Legislative Moves to Preserve Human Roles
Reflecting Porter’s viewpoint, state legislators advanced bills this week designed to ensure humans retain decisive authority in critical domains. One measure would require that final health‑care decisions remain under human supervision, another would mandate human oversight in K‑12 instruction, and a third would keep human operators in charge of monitoring the state’s electrical and gas infrastructures. These proposals aim to guard against AI encroachment in areas deemed essential to public welfare and safety.
Gonzalez’s Critique of Reactive Strategies
Lorena Gonzalez criticized the data‑centric approach as insufficient, contending that it implicitly accepts mass displacement as a foregone conclusion. She urged policymakers to “talk about what are the places where AI doesn’t belong” before debating expansions of unemployment insurance or job‑training. In her view, establishing clear prohibitions is a prerequisite to any meaningful safety‑net reform, ensuring that workers are not left to cope with preventable job losses.
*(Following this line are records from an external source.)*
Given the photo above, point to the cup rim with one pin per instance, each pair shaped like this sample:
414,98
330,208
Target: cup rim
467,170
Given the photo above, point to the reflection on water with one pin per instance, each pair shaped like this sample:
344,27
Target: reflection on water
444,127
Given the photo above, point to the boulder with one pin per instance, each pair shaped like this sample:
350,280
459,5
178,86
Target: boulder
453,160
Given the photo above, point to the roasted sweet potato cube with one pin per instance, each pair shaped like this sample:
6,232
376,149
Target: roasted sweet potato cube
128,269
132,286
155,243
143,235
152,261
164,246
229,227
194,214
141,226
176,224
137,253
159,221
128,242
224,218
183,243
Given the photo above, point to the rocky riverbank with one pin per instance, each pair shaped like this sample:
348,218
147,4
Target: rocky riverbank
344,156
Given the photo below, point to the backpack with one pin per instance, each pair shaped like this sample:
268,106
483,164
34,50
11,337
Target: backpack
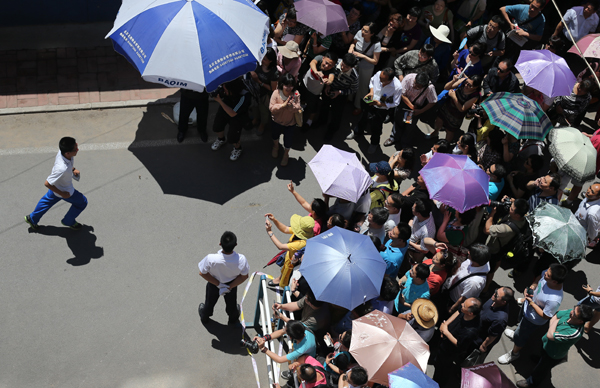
521,245
330,378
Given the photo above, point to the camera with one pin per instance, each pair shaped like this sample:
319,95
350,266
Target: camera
219,91
252,346
504,204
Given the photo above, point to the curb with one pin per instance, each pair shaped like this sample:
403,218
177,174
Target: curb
88,106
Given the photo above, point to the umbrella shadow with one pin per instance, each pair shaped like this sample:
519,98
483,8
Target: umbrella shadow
81,242
587,348
191,169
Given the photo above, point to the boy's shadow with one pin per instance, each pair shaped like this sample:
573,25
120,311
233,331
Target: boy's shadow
81,242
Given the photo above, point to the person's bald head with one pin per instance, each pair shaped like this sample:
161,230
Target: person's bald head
593,192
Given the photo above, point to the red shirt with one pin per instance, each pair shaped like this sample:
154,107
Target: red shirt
435,279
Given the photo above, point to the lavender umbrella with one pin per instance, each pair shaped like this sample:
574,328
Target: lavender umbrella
456,181
546,72
340,173
322,15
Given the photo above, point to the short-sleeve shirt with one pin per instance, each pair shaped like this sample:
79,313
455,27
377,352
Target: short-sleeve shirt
411,292
408,36
565,336
308,345
479,35
435,279
224,268
393,258
493,321
62,174
546,298
520,13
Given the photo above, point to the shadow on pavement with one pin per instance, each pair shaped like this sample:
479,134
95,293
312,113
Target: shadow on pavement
588,349
191,169
81,242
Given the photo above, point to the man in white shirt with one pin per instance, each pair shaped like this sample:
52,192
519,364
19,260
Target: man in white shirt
588,213
60,186
543,299
385,93
470,278
581,21
223,271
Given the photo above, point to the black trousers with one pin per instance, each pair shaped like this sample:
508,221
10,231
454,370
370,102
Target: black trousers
335,106
186,107
212,296
373,117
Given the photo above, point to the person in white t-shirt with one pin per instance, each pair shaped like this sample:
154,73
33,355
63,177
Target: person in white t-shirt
223,271
60,186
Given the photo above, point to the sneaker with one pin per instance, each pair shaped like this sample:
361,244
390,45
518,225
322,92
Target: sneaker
509,333
235,154
218,144
508,358
31,224
203,135
75,226
203,318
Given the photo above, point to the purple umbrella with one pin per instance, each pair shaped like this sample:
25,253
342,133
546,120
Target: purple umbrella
456,181
546,72
322,15
485,376
340,173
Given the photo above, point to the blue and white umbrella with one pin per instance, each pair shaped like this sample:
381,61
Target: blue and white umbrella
191,44
343,267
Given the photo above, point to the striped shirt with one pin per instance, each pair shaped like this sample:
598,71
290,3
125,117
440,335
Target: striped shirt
346,83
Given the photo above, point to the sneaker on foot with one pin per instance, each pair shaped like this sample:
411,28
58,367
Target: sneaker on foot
75,226
235,154
508,358
509,333
218,144
203,318
30,222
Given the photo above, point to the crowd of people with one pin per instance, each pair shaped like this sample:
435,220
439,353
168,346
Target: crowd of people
401,62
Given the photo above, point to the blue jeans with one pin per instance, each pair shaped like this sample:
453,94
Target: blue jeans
78,202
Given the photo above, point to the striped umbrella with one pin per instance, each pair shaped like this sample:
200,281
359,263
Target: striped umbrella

Outlook and Policy Implications
The current discourse reveals a tension between caution and action. While empirical evidence suggests AI’s labor market impact remains limited today, forward‑looking indicators—such as anticipated modest staff cuts, early hiring dips for entry‑level roles, and heightened public apprehension—signal that effects could materialize over the next several years. Policymakers therefore face a choice: invest now in robust data collection and adaptive safety nets, or impose preemptive limits on AI’s use in sectors deemed socially essential. The evolving legislative landscape, featuring both data‑driven initiatives and protective human‑role bills, suggests California may pursue a hybrid path—monitoring outcomes while simultaneously drawing red lines where automation is deemed unacceptable. How this balance shapes the state’s workforce future will depend on the effectiveness of data‑driven insights, the responsiveness of training programs, and the political will to enforce sector‑specific boundaries.